Het overuur dat normaal aanleiding zou geven tot een toeslag van 50 pct., geeft recht op een half uur inhaalrust; het overuur dat normaal aanleiding zou geven tot een toeslag van 100 pct. geeft recht op één uur inhaalrust, hetgeen in het eerstvernoemde geval een recuperatie betekent van anderhalf uur, in het laatstvernoemde geval van twee uren; deze recuperaties worden als gewone uurlonen vergoed zonder betaling van enig overloon hierover. HOOFDSTUK III. - Algemene bepaling
Art. 13.Waar ingevolge de beschikkingen van onderhavige overeenkomst beroep wordt gedaan op de ondernemingsraad of het comité voor preventie en bescherming zal, bij ontstentenis van die organen, overeenkomstig de bestaande reglementering beroep worden gedaan op de syndicale afvaardiging.
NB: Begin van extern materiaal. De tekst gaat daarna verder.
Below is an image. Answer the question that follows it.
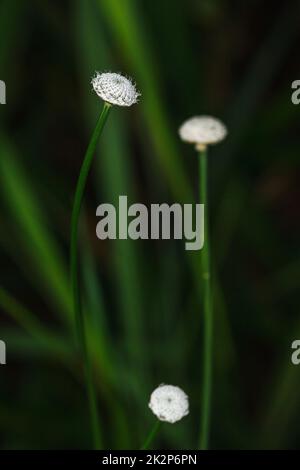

HOOFDSTUK IV. - Bijzondere bepaling
Art. 14.Onderhavig akkoord sluit iedere eis met financiële weerslag op het vlak van de ondernemingen uit en verbindt de betrokken partijen tot het waarborgen van de sociale vrede. HOOFDSTUK V. - Duur - geldigheid
Art. 15.§ 1. Onderhavige arbeidsovereenkomst is gesloten voor de duur van twee jaar, ingaande op 1 januari 1999 en houdt op van kracht te zijn op 31 december 2000, met uitzondering van de loonsverhogingen voorzien in artikel 2 en de bepalingen voorzien in de artikelen 3, 4, 5 en 6. § 2. Ieder der contracterende partijen kan deze overeenkomst opzeggen, mits een opzeggingstermijn van drie maanden, betekend bij een ter post aangetekende brief, gericht aan de voorzitter van het Paritair Comité voor het tabaksbedrijf en aan elk der contracterende partijen.
Gezien om te worden gevoegd bij het koninklijk besluit van 20 december 2000.